Malcolm Guthrie (10 February 1903 – 22 November 1972), professor of Bantu languages at the School of Oriental and African Studies (SOAS) in London, is known primarily for his classification of Bantu languages (Guthrie 1971). The classification, though based more on geography than relatedness, is nonetheless the most widely used. Together with the Belgian linguist Achille Émile Meeussen (1912-1978), he is regarded as one of the two leading Bantu specialists of the second half of the 20th century.
Malcolm Guthrie was born in Hove, Sussex, England, the son of a Scottish father and a mother of Dutch extraction. After schooling at Ipswich, he took a degree in metallurgy at Imperial College, London. Shortly afterwards, however, he felt called to the Baptist ministry, and after two years as minister of a Baptist church in Rochester (during which time he married Margaret Near, the daughter of a Baptist minister at a neighbouring church), in 1932 he went as a missionary to Kinshasa in the then Belgian Congo, where he worked for the next eight years. It was here that he studied the language Lingala and several other local languages.

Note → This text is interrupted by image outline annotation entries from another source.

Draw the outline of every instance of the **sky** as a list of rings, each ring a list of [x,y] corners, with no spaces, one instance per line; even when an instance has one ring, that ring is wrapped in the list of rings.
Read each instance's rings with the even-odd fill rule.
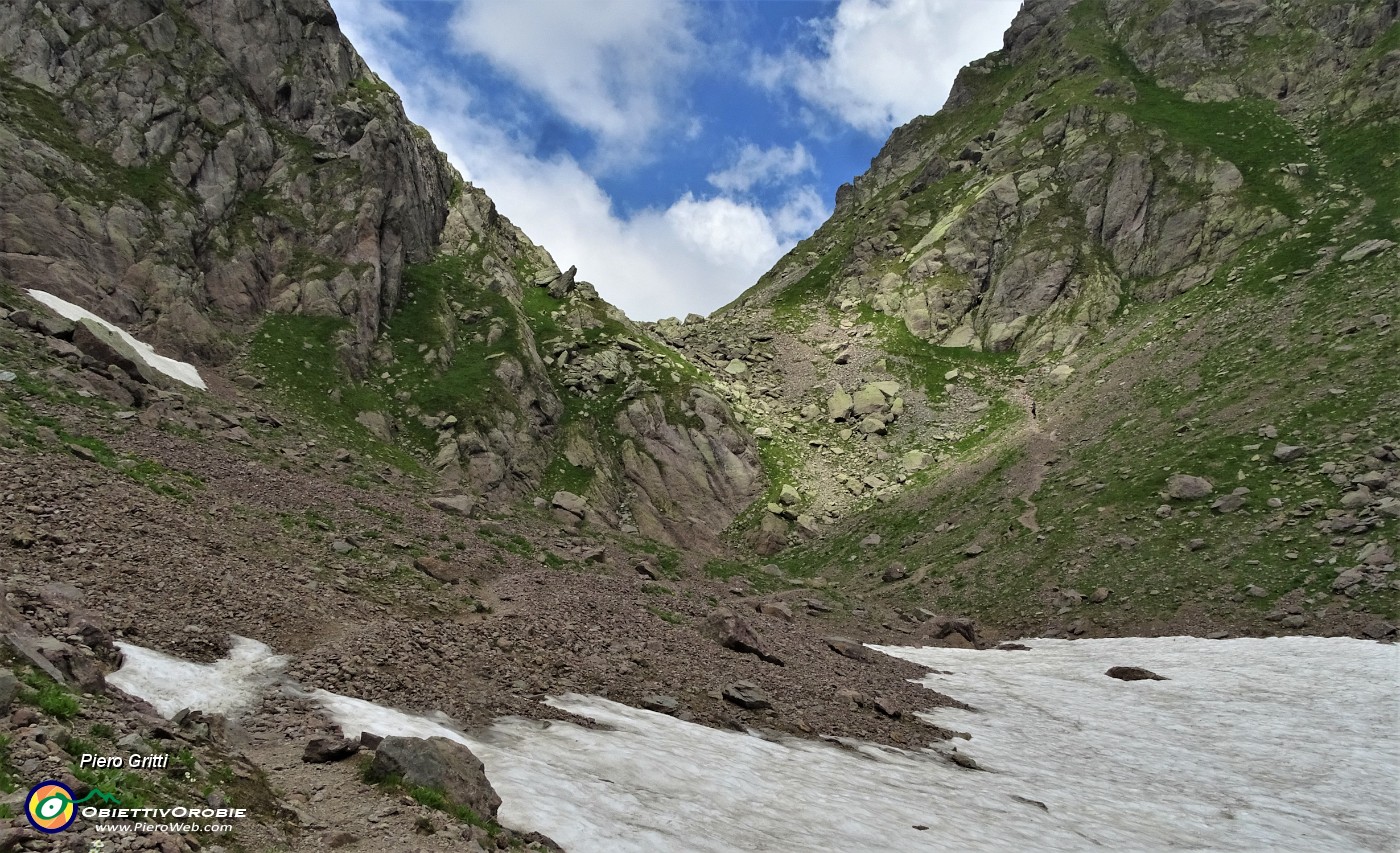
[[[462,175],[634,319],[708,314],[832,213],[1018,0],[330,0]]]

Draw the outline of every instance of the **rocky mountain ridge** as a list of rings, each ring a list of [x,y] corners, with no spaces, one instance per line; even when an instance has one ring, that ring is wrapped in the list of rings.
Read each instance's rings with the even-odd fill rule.
[[[573,691],[939,749],[910,710],[955,699],[862,642],[1390,642],[1396,17],[1030,0],[749,293],[636,324],[319,0],[7,6],[0,807],[136,738],[195,765],[133,793],[253,803],[251,849],[546,846],[301,761],[360,742],[287,695],[172,727],[115,640],[462,726]]]

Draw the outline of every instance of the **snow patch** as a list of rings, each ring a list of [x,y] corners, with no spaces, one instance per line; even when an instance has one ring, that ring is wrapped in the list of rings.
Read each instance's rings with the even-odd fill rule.
[[[204,385],[204,380],[199,375],[199,370],[196,370],[193,364],[188,361],[178,361],[175,359],[167,359],[165,356],[158,354],[155,349],[151,347],[151,345],[143,340],[137,340],[136,338],[132,338],[132,335],[127,333],[126,329],[122,329],[119,326],[106,322],[105,319],[102,319],[97,314],[92,314],[87,308],[80,308],[78,305],[74,305],[67,300],[60,300],[52,293],[45,293],[42,290],[31,290],[29,296],[36,303],[48,305],[59,317],[64,317],[74,322],[80,319],[91,319],[92,322],[101,324],[108,329],[116,332],[118,335],[122,336],[122,340],[129,343],[132,349],[136,350],[136,354],[140,356],[141,360],[146,361],[146,364],[164,373],[169,378],[178,382],[183,382],[186,385],[192,385],[195,388],[207,388],[207,385]]]
[[[595,696],[549,703],[605,728],[503,719],[472,734],[312,696],[350,735],[468,745],[501,796],[503,824],[577,853],[1400,847],[1400,647],[1322,637],[1023,643],[1032,650],[878,647],[938,670],[923,684],[977,709],[925,714],[972,740],[920,752],[764,740]],[[235,644],[242,667],[147,653],[153,665],[133,650],[123,647],[113,684],[150,698],[120,678],[143,670],[141,686],[172,693],[171,713],[199,706],[190,685],[224,678],[220,667],[232,681],[255,674],[242,677],[241,696],[270,671],[260,644]],[[1113,665],[1169,681],[1117,681],[1105,675]],[[939,755],[953,745],[987,772]]]
[[[130,643],[116,647],[122,650],[122,668],[106,682],[150,702],[165,717],[185,707],[210,714],[246,710],[287,665],[286,657],[248,637],[232,637],[228,657],[213,664],[195,664]]]

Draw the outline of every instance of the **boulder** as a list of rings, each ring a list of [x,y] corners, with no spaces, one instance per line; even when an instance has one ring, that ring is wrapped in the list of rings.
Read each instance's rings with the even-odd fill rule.
[[[641,698],[641,707],[658,714],[673,714],[680,710],[680,702],[675,696],[650,693]]]
[[[307,742],[301,761],[309,765],[328,765],[344,761],[358,751],[360,741],[356,738],[316,737]]]
[[[365,777],[382,782],[395,776],[407,786],[442,791],[448,801],[483,818],[494,818],[501,807],[482,761],[448,738],[388,737],[379,741]]]
[[[909,570],[904,569],[903,563],[890,563],[885,573],[881,574],[881,580],[886,584],[895,583],[896,580],[904,580],[909,577]]]
[[[20,679],[8,670],[0,670],[0,714],[10,710],[20,695]]]
[[[1168,681],[1165,675],[1158,675],[1142,667],[1109,667],[1105,675],[1117,678],[1119,681]]]
[[[437,557],[414,557],[413,567],[444,584],[455,584],[466,578],[463,569]]]
[[[783,661],[773,654],[757,632],[734,611],[724,609],[710,613],[703,633],[731,651],[752,654],[770,664],[783,665]]]
[[[846,416],[851,413],[853,405],[851,395],[837,388],[826,401],[826,416],[832,420],[846,420]]]
[[[550,499],[550,506],[580,517],[588,511],[588,500],[574,494],[573,492],[554,492],[554,497]]]
[[[99,364],[115,364],[132,378],[158,387],[169,387],[171,378],[146,363],[132,345],[99,322],[88,318],[73,325],[73,346]]]
[[[384,412],[360,412],[354,419],[379,441],[393,441],[393,422]]]
[[[725,685],[722,691],[725,702],[732,702],[745,710],[764,710],[773,707],[773,699],[759,685],[752,681],[736,681]]]
[[[874,415],[885,409],[885,392],[875,385],[865,385],[851,398],[851,410],[855,415]]]
[[[874,656],[869,649],[867,649],[860,642],[853,640],[850,637],[826,637],[825,642],[827,649],[830,649],[832,651],[834,651],[841,657],[848,657],[853,661],[861,661],[862,664],[868,664],[871,663],[871,660],[874,660]]]
[[[470,515],[476,508],[476,497],[470,494],[441,494],[430,497],[428,506],[434,510],[451,513],[452,515]]]
[[[787,548],[787,521],[773,513],[764,513],[759,529],[749,534],[749,548],[759,556],[771,556]]]
[[[755,609],[763,616],[773,616],[784,622],[792,620],[792,608],[781,601],[763,601]]]
[[[1166,480],[1166,496],[1172,500],[1200,500],[1214,490],[1208,479],[1190,473],[1173,473]]]
[[[556,300],[561,300],[574,291],[574,277],[578,275],[577,266],[570,266],[564,272],[559,273],[553,279],[545,283],[545,289],[549,290],[549,296]]]

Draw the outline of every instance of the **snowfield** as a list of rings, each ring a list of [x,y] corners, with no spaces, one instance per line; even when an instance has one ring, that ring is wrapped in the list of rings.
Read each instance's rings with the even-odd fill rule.
[[[190,385],[193,388],[206,388],[204,380],[199,375],[199,370],[193,364],[188,361],[178,361],[175,359],[167,359],[165,356],[158,354],[151,345],[143,340],[137,340],[136,338],[132,338],[132,335],[127,333],[126,329],[109,324],[108,321],[102,319],[97,314],[92,314],[87,308],[80,308],[78,305],[74,305],[67,300],[60,300],[52,293],[45,293],[42,290],[31,290],[28,293],[31,298],[34,298],[36,303],[48,305],[59,317],[71,319],[74,322],[80,319],[91,319],[116,332],[118,335],[120,335],[122,340],[129,343],[136,350],[136,354],[140,356],[141,360],[146,361],[146,364],[164,373],[169,378]]]
[[[207,665],[123,646],[112,681],[162,713],[238,707],[283,663],[248,643]],[[350,735],[466,744],[501,796],[501,822],[571,853],[1400,847],[1400,647],[1023,643],[1032,650],[878,647],[930,667],[923,684],[977,709],[928,714],[972,738],[923,752],[764,740],[575,695],[550,703],[608,728],[504,719],[466,735],[312,695]],[[1103,674],[1113,665],[1169,681],[1117,681]],[[209,678],[225,691],[202,688]],[[951,763],[953,745],[984,770]]]

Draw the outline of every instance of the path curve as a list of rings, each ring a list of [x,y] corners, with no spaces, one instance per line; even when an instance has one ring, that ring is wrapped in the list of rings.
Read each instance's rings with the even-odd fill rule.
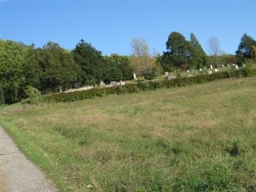
[[[8,192],[57,191],[39,168],[20,152],[1,126],[0,185]]]

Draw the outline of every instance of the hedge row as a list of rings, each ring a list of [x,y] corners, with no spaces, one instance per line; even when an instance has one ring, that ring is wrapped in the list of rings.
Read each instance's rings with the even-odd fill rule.
[[[61,93],[46,95],[42,100],[47,102],[72,102],[93,97],[101,97],[111,94],[124,94],[141,91],[152,90],[164,88],[184,86],[194,84],[202,84],[217,79],[239,78],[256,76],[256,68],[243,68],[236,70],[216,72],[211,75],[200,74],[194,77],[173,79],[170,81],[141,82],[111,88],[95,88],[92,90],[71,93]]]

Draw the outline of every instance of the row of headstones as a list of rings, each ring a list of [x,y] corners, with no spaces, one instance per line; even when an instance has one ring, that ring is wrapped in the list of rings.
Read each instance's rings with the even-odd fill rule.
[[[235,64],[235,63],[232,64],[232,67],[234,67],[236,69],[239,69],[239,67],[237,65]],[[243,64],[243,67],[246,67],[246,65],[245,65],[245,64]],[[221,65],[221,67],[222,67],[223,68],[226,68],[226,67],[225,67],[224,65]],[[227,68],[230,68],[230,66],[229,64],[228,64],[228,65],[227,65]],[[200,72],[202,72],[203,70],[207,70],[207,69],[206,69],[205,67],[204,67],[204,70],[203,70],[202,68],[199,68],[199,71],[200,71]],[[208,74],[212,74],[212,70],[214,70],[214,72],[217,72],[219,71],[219,70],[218,70],[217,68],[214,68],[214,67],[212,67],[212,65],[210,65],[210,68],[209,68],[208,70],[209,70],[209,71],[208,71]],[[187,72],[190,72],[190,70],[188,70]],[[197,71],[196,71],[196,70],[195,70],[194,69],[192,70],[192,72],[195,73],[195,74],[197,74]],[[164,74],[165,74],[165,77],[166,77],[168,79],[175,79],[175,78],[176,78],[175,76],[170,76],[170,73],[169,72],[166,72],[164,73]],[[189,74],[189,76],[192,76],[192,74]],[[134,80],[137,79],[137,76],[136,76],[136,74],[135,74],[135,72],[133,72],[133,79],[134,79]]]

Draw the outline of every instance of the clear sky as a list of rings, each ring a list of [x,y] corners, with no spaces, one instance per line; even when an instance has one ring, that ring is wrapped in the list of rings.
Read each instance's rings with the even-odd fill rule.
[[[1,1],[0,38],[42,46],[48,41],[72,49],[83,38],[104,54],[131,54],[133,37],[150,50],[165,50],[169,33],[195,33],[206,52],[216,37],[234,53],[246,33],[256,38],[256,0]]]

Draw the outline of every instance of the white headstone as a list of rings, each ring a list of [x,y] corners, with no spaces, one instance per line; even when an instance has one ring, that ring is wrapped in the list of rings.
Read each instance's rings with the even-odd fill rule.
[[[135,72],[133,72],[133,79],[137,79],[137,76],[135,74]]]
[[[105,86],[106,84],[105,84],[105,83],[104,83],[104,81],[100,81],[100,86]]]

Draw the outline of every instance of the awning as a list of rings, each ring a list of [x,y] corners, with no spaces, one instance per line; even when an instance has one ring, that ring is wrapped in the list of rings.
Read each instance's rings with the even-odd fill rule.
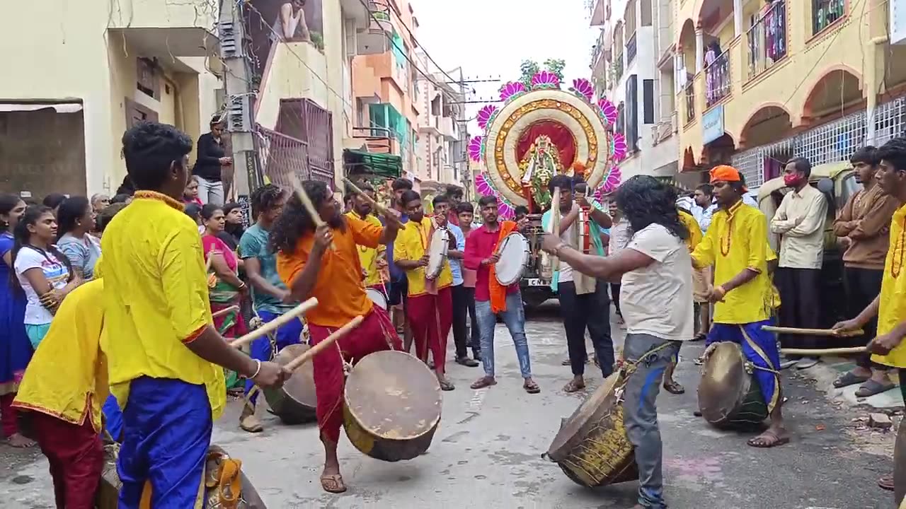
[[[342,151],[342,162],[347,175],[373,174],[399,178],[402,174],[402,158],[393,154],[375,154],[347,149]]]

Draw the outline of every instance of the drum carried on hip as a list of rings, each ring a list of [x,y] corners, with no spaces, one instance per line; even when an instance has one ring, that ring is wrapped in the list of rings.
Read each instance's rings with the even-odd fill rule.
[[[513,232],[500,242],[497,254],[500,259],[494,264],[497,283],[504,286],[518,283],[528,263],[528,239],[519,232]]]
[[[375,459],[412,459],[431,445],[440,401],[440,384],[424,362],[403,351],[376,351],[346,379],[343,427]]]
[[[277,353],[274,361],[285,366],[310,349],[311,347],[302,343],[286,346]],[[314,371],[311,362],[296,368],[293,376],[282,387],[263,389],[262,392],[265,393],[271,411],[284,424],[304,424],[318,419],[315,415],[317,397],[314,392]]]
[[[714,427],[751,428],[767,418],[767,404],[755,368],[746,360],[737,343],[723,341],[712,345],[705,360],[699,383],[699,409]]]
[[[594,487],[639,478],[634,447],[623,425],[622,388],[613,373],[565,419],[544,455],[577,485]]]
[[[425,267],[425,277],[435,279],[444,270],[444,261],[447,260],[447,251],[449,250],[450,232],[446,228],[438,228],[431,234],[428,245],[428,266]]]

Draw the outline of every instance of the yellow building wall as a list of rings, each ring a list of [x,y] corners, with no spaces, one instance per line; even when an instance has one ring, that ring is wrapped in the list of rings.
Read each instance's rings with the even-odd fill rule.
[[[680,6],[680,25],[688,19],[696,20],[704,0],[686,0]],[[871,54],[866,49],[870,33],[869,19],[871,10],[866,2],[870,0],[850,0],[848,15],[838,20],[831,27],[812,36],[811,3],[805,1],[786,2],[787,53],[786,57],[766,71],[750,79],[748,76],[748,43],[745,30],[747,16],[744,18],[744,33],[739,37],[731,38],[723,49],[729,50],[731,91],[729,97],[718,104],[724,107],[724,129],[729,134],[737,149],[745,144],[741,139],[747,122],[759,110],[768,106],[783,108],[789,113],[793,128],[807,127],[803,124],[803,113],[810,93],[821,78],[834,70],[845,70],[858,77],[863,86],[864,68],[863,54]],[[747,5],[747,7],[749,7]],[[728,24],[733,30],[732,19]],[[723,31],[726,32],[726,29]],[[722,33],[723,33],[722,32]],[[683,39],[680,43],[687,54],[694,52],[694,40]],[[694,53],[693,59],[694,59]],[[687,67],[694,72],[694,67]],[[694,62],[694,60],[692,61]],[[691,149],[698,162],[702,154],[701,114],[705,108],[705,72],[695,75],[696,116],[686,123],[686,98],[680,91],[677,103],[680,111],[680,160],[687,149]],[[864,92],[864,91],[863,91]],[[712,108],[717,105],[712,106]],[[683,125],[685,124],[685,125]]]

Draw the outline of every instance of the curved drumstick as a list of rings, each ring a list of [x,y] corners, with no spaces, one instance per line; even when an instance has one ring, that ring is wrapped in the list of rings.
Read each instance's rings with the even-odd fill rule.
[[[398,228],[400,228],[400,230],[405,230],[406,229],[406,225],[404,225],[402,223],[402,221],[400,221],[396,216],[393,216],[392,214],[388,213],[386,206],[384,206],[381,205],[380,203],[372,200],[371,197],[370,197],[370,196],[366,195],[364,192],[362,192],[362,190],[360,189],[358,186],[356,186],[355,184],[353,184],[352,181],[350,180],[349,178],[343,178],[342,180],[343,180],[343,182],[346,183],[347,186],[349,186],[349,187],[351,189],[352,189],[353,193],[355,193],[357,195],[361,195],[361,197],[365,198],[365,201],[367,201],[369,204],[371,204],[371,206],[373,206],[375,209],[377,209],[378,212],[380,212],[381,214],[383,214],[385,217],[389,218],[389,220],[393,221],[393,223],[396,224],[396,226],[397,226]]]
[[[241,338],[233,340],[232,341],[230,341],[229,345],[232,347],[238,348],[246,343],[250,343],[252,342],[252,341],[256,340],[268,332],[276,331],[277,329],[279,329],[283,325],[285,325],[295,317],[304,314],[305,312],[309,311],[310,309],[313,308],[316,305],[318,305],[318,300],[314,297],[312,297],[311,299],[305,301],[304,303],[302,303],[301,304],[295,306],[290,311],[275,318],[271,322],[265,323],[262,327],[255,329],[255,331],[252,331],[251,332],[246,334],[245,336],[242,336]]]
[[[308,193],[303,188],[302,183],[299,182],[298,178],[293,179],[293,188],[295,190],[295,196],[299,197],[299,201],[302,202],[302,206],[305,209],[305,212],[312,216],[312,221],[314,223],[315,228],[320,228],[322,225],[324,224],[324,220],[321,218],[321,215],[318,214],[318,209],[314,208],[314,204],[312,203],[312,198],[308,197]],[[331,249],[336,251],[337,246],[332,242]]]
[[[222,310],[220,310],[220,311],[218,311],[217,312],[212,312],[211,313],[211,318],[218,318],[218,317],[221,317],[221,316],[223,316],[225,314],[229,314],[229,313],[231,313],[231,312],[235,312],[235,311],[239,311],[239,306],[230,306],[230,307],[228,307],[226,309],[222,309]]]
[[[303,353],[299,357],[296,357],[295,359],[287,362],[286,369],[289,370],[290,371],[293,371],[299,366],[302,366],[305,362],[308,362],[309,360],[312,360],[313,357],[327,350],[331,345],[335,343],[337,340],[352,332],[352,329],[355,329],[359,325],[361,325],[361,322],[364,321],[365,321],[364,317],[362,317],[361,314],[359,316],[356,316],[352,320],[350,320],[345,325],[334,331],[333,334],[324,338],[323,341],[322,341],[320,343],[310,348],[308,351]]]

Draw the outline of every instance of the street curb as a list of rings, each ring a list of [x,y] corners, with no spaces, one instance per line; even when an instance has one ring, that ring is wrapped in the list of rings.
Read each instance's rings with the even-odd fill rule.
[[[834,387],[834,380],[841,374],[855,367],[855,362],[841,357],[824,357],[822,360],[822,362],[807,370],[799,370],[795,368],[789,368],[786,370],[814,380],[818,390],[824,391],[831,399],[843,401],[851,407],[869,407],[881,410],[903,409],[902,393],[900,391],[899,387],[894,387],[890,390],[875,394],[869,398],[857,398],[855,391],[858,390],[859,384],[843,389]],[[891,374],[891,379],[894,383],[898,383],[896,371]]]

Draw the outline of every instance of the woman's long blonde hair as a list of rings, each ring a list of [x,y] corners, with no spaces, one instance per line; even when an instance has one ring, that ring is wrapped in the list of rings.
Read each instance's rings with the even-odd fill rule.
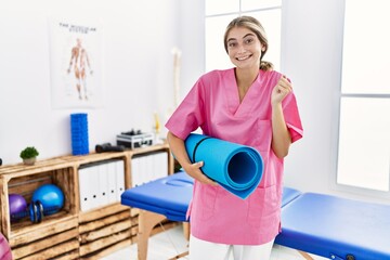
[[[260,40],[261,44],[265,48],[260,56],[260,69],[262,69],[262,70],[273,69],[272,63],[262,61],[262,57],[264,56],[265,52],[268,51],[268,47],[269,47],[265,30],[262,27],[262,25],[260,24],[260,22],[251,16],[244,15],[244,16],[236,17],[232,22],[230,22],[230,24],[226,27],[224,37],[223,37],[223,44],[224,44],[226,53],[227,53],[227,35],[231,31],[231,29],[234,27],[245,27],[245,28],[253,31],[253,34]]]

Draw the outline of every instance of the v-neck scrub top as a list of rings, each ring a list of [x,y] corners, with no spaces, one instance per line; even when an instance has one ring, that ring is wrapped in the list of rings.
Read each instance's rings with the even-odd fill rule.
[[[271,93],[281,76],[260,70],[239,102],[235,68],[207,73],[167,121],[167,129],[182,140],[200,128],[206,135],[255,147],[264,162],[262,180],[247,199],[195,181],[187,212],[193,236],[227,245],[261,245],[281,231],[283,159],[271,150]],[[303,130],[292,92],[282,106],[295,142]]]

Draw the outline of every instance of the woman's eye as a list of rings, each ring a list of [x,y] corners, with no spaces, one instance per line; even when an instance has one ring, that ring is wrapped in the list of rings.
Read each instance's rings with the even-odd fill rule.
[[[247,39],[246,41],[245,41],[246,43],[251,43],[251,42],[253,42],[253,39]]]

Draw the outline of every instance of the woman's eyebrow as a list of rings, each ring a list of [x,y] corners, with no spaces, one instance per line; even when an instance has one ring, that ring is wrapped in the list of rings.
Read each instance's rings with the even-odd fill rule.
[[[255,34],[250,34],[250,32],[249,32],[249,34],[246,34],[246,35],[243,37],[243,39],[245,39],[245,38],[248,37],[248,36],[255,36]],[[229,42],[229,41],[232,41],[232,40],[237,40],[237,39],[236,39],[236,38],[229,38],[229,39],[227,39],[227,42]]]

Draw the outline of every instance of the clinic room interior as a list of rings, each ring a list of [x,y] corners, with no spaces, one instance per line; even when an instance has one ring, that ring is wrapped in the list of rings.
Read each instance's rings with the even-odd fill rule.
[[[6,240],[12,240],[11,251],[20,256],[14,259],[34,259],[23,252],[25,249],[18,250],[23,244],[18,236],[37,233],[39,225],[48,229],[44,221],[54,219],[56,224],[60,218],[54,213],[39,223],[28,219],[14,223],[10,216],[4,216],[11,207],[6,195],[16,191],[18,182],[35,183],[35,177],[44,178],[47,172],[49,182],[61,187],[74,183],[64,192],[60,214],[78,219],[75,225],[79,231],[80,219],[87,219],[87,214],[79,209],[80,196],[74,195],[80,190],[73,176],[75,169],[89,164],[89,159],[96,162],[122,158],[122,170],[129,173],[131,169],[126,165],[131,164],[129,155],[132,156],[132,151],[138,153],[138,148],[118,152],[109,151],[109,146],[105,146],[108,151],[98,153],[96,145],[109,143],[116,147],[118,134],[123,132],[152,134],[153,143],[142,145],[141,150],[148,154],[150,148],[157,146],[157,152],[166,154],[161,167],[168,168],[169,174],[178,169],[167,144],[165,123],[202,75],[233,67],[223,47],[223,32],[227,23],[239,15],[253,15],[263,23],[270,41],[263,60],[272,62],[275,70],[290,79],[297,99],[303,138],[290,146],[285,158],[284,186],[301,194],[378,205],[390,219],[390,86],[386,77],[390,54],[389,37],[385,35],[386,4],[381,0],[1,1],[0,231]],[[81,79],[69,72],[75,54],[72,47],[77,44],[83,44],[88,53],[87,77]],[[87,115],[87,153],[77,154],[73,146],[73,115]],[[39,151],[34,166],[23,165],[21,151],[27,146]],[[47,161],[51,162],[43,167]],[[150,164],[157,164],[154,167],[158,168],[160,162]],[[64,173],[66,181],[61,181],[60,171],[68,171],[69,176]],[[130,183],[131,177],[125,177],[125,190]],[[17,190],[27,204],[34,192],[29,188],[25,193],[22,187]],[[129,209],[118,200],[116,208],[119,206],[120,210]],[[134,216],[131,210],[129,219],[135,219]],[[178,226],[176,235],[185,242],[181,237],[182,223],[168,219],[164,226],[159,223],[152,232],[147,259],[169,259],[169,256],[153,258],[153,250],[165,250],[153,239],[178,231]],[[382,230],[390,233],[389,221]],[[135,252],[130,256],[126,251],[138,246],[136,231],[132,232],[132,238],[118,246],[106,251],[91,249],[84,256],[80,246],[84,237],[80,231],[75,232],[74,242],[78,244],[73,255],[65,250],[58,259],[136,259]],[[55,237],[61,234],[69,235],[58,232]],[[30,256],[36,253],[31,249],[35,247],[49,250],[38,242],[31,245]],[[297,247],[294,250],[308,251],[312,259],[332,259],[316,258],[315,250]],[[115,255],[123,250],[125,253]],[[308,253],[287,253],[284,258],[274,252],[272,259],[309,259]],[[389,258],[381,259],[390,259],[390,252],[386,253]],[[116,257],[109,258],[110,255]],[[39,256],[39,251],[34,256]]]

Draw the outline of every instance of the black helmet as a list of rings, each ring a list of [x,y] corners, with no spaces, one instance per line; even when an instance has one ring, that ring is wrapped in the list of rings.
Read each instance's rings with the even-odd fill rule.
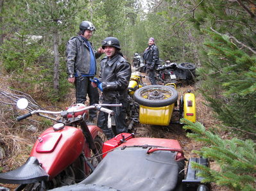
[[[121,50],[120,43],[115,37],[107,37],[101,42],[101,47],[104,49],[105,46],[114,47]]]
[[[80,31],[82,32],[82,34],[83,34],[85,30],[89,30],[91,31],[96,30],[95,29],[95,27],[93,26],[92,23],[87,20],[84,20],[82,22],[81,22],[79,28],[80,29]]]

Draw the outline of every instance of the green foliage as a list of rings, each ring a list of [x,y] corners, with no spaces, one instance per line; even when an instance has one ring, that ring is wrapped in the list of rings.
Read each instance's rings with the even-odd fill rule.
[[[205,43],[207,62],[198,70],[202,93],[223,124],[255,134],[256,56],[241,50],[227,35],[205,31],[211,38]]]
[[[219,170],[214,170],[193,163],[193,168],[198,169],[198,176],[203,177],[203,182],[214,182],[217,185],[227,186],[235,190],[255,190],[256,172],[256,144],[252,140],[243,141],[237,138],[223,140],[219,135],[209,131],[200,123],[191,123],[182,119],[185,130],[192,133],[187,136],[205,144],[198,155],[214,161]]]

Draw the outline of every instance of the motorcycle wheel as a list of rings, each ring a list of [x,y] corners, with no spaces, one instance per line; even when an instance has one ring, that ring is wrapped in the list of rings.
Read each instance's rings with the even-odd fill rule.
[[[134,93],[134,100],[139,104],[152,107],[164,107],[175,103],[178,92],[168,86],[151,85],[141,88]]]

Guthrie's first major work was The Classification of the Bantu Languages (1948), in which he tried to define the set of Bantu languages. In was in this work that the first version of the famous coding of the languages into geographical "zones" first appeared.
The magnum opus of Guthrie is Comparative Bantu, which appeared in 4 volumes published in 1967 (volume 1), 1970 (volumes 3 and 4), and 1971 (volume 2). The 4 volumes provide not only a genetic classification but also a reconstruction of Proto-Bantu as the Proto-language of the Bantu language family. For his reconstruction, Guthrie drew data from 28 so-called 'test languages' that were picked more or less randomly. It has been argued, for example by Wilhelm Möhlig, that this renders his reconstruction unreliable, since the reconstructed forms, and hence the genetic tree, would be different if one changed the selection of languages.